Black and orange insects abound this time of year. I have had several calls about the black, orange striped boxelder bug.

As the weather gets cooler, these bugs start to leave trees in which they have spent the summer feeding, in search of a protected winter home. Unlike ladybugs, surface color doesn't seem to make a difference to boxelder bugs. Instead, they like warm areas, and seem to be attracted to southern or western sides of buildings. Once cold weather has set in, these pests work their way into our homes; inside walls or attics. Although these insects are usually inactive during winter months, mild sunny days might lead them to sunny windows and warm spots.

Boxelder bugs do not lay eggs or feed indoors, and are harmless, as they do not damage your house, furnishings or family members. However, they can be a nuisance due to the sheer numbers in which they appear.

The most effective deterrence against boxelder bugs is to prevent their entry by sealing cracks and gaps that allow them access to your home. Using a lawn and garden insecticide or soapy water on outside masses of bugs will also help to reduce the number that get in. Remove wood piles, garden debris and leaf piles from around the foundation of your home to eliminate any potential boxelder bug habitat.

Once these bugs have made their way inside, household insecticides are ineffective.

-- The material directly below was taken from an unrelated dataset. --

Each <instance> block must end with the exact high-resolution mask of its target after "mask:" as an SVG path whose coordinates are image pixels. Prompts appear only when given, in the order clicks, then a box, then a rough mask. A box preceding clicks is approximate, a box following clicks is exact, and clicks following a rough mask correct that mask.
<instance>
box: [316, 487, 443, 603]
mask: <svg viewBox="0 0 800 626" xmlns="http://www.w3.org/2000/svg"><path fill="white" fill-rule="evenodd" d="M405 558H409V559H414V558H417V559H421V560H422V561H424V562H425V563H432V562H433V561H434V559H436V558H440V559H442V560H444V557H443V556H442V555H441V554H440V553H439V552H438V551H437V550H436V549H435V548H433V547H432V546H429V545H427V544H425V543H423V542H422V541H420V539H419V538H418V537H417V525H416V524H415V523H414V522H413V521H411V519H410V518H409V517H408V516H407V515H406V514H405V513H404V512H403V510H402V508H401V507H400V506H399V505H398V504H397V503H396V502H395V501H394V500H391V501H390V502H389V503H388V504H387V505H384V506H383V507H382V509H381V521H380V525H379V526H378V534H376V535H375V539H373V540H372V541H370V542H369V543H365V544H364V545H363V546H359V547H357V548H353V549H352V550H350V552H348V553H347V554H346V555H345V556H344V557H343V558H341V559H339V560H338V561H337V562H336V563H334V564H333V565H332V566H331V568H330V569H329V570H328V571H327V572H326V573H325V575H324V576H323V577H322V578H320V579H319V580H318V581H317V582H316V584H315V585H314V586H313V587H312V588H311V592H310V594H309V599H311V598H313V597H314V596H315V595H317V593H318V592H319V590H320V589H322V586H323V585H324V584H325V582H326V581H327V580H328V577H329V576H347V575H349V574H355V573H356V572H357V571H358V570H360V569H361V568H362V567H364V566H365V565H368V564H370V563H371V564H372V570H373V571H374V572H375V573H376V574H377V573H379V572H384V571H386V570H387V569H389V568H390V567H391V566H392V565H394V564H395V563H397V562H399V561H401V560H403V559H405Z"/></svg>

Remove these bugs with your vacuum cleaner as you would for the Asian lady beetle.

Boxelder bugs live, feed and breed on female boxelder trees; those that produce seed pods. It has been suggested removing these trees will reduce boxelder bug populations, but I would recommend against it. Spraying or removing female trees is not a practical solution. Boxelder bugs can fly up to a couple of miles from their food source, and boxelder trees are common in our area.

Boxelder bugs are not a serious problem every year. They are most prolific during dry, warm years. Our cooler-than-normal summer might mean we won't see too many this fall. Let's keep our fingers crossed!